Gon içinden yanındaki kişinin enerjisinden alfa olduğunu anlayabiliyordu. Sesi kulağına sanki bir müzikmiş gibi öyle rahatlatıcı geliyordu ki normalde alfalara karşı tedbirli olan kendisi, bu sefer hiçbir şey demeden gözlerini dinlendirmeye devam etti.Direksiyondaki onay alınca arabayı Gon'un evine doğru sürmeye başladı.

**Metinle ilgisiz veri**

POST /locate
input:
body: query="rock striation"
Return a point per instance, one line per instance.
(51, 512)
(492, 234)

Yoldayken arada Gon'a kaçamak bakışlar atıp sonra tekrardan yola bakmaya devam ediyordu. Bu savunmasız varlığın zarar görmesini asla istemezdi.Tabi ki de şu anda savunmasızdı. Normalde karargahta onun hakkında anlatılan tüm hikayeleri dinlemişti. İster istemez Gon'a karşı içinde gizli bir hayranlık ortaya çıkmıştı. Bu düşünceleriyle yüzünde hafif bir tebessüm belirirken Gon'un evine geldiğini fark etti.Arabayı evin önüne çekip Gon'a doğru yönünü göndüğünde uyuya kalan omegayı gördüğünde içindeki o korumacı içgüdüyle dışından hafifçe kıkırdadı ve Gon'un ceplerini karıştırmaya başladı. Bi süre sonra hazinesine kavuşmuş bir korsan hesabı Gon'un evinin anahtarı iki parmağı arasına aldı. Gon tarafından kapıya geçti ve açıp Gon'u kucağına aldı.

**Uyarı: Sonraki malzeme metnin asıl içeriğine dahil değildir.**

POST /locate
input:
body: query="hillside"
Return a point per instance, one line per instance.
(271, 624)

"Katı son anda sormayı unutmadığıma şükretmem lazım cidden." Deyip katların çokluğuyla bir kez daha şaşırdı.Hmm...kimin kucağındayım ben? Evimde miyim? O alfa beni evine taşıyor olmalı. Ne kadar da..güzel kokuyor...

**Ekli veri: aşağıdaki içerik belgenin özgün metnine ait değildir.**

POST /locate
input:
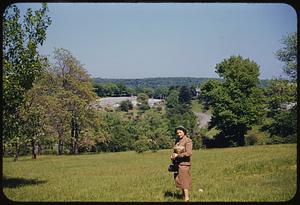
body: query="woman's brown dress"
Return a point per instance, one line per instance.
(183, 177)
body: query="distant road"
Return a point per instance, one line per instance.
(203, 119)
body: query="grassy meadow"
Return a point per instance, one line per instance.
(263, 173)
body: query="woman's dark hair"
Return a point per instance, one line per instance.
(181, 128)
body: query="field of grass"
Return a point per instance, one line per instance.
(256, 173)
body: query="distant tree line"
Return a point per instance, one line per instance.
(120, 90)
(153, 87)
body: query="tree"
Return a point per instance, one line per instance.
(237, 102)
(22, 64)
(288, 55)
(126, 105)
(142, 100)
(185, 95)
(282, 94)
(77, 93)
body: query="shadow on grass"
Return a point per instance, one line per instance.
(10, 182)
(174, 195)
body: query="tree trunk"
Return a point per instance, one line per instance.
(60, 146)
(17, 152)
(34, 149)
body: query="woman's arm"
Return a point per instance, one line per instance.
(188, 149)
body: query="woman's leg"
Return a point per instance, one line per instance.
(186, 194)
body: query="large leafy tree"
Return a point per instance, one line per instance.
(22, 64)
(282, 93)
(288, 55)
(236, 101)
(76, 90)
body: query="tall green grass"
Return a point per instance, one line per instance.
(255, 173)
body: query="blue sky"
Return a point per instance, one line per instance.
(140, 40)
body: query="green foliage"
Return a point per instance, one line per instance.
(142, 100)
(288, 55)
(126, 105)
(22, 65)
(237, 102)
(185, 95)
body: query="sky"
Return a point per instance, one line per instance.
(142, 40)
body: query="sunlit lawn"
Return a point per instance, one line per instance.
(256, 173)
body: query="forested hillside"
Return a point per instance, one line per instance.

Deyip kollarını alfanın boynuna daha sıkı sardı. Alfanın boynundaki kokunun verdiği mutluluğu ve huzurla kendine ödül olarak o güzel kokuyu sonuna kadar içine çekti. Kapısının açılması sesiyle alfanın kim olduğumu öğrenmek istercesine gözlerini hafif aralamışken gülümseyerek uykulu bir şekilde teşekkür etti. Bu tatlı hareketle içi uzun süreden sonra ısınan alfa Gon'a daha büyük ve daha sevecen bir bakış attı. Tabi ki bu huzurlu anları Gon'un o kişinin Killua olduğunu öğrendikten sonra aniden bitti.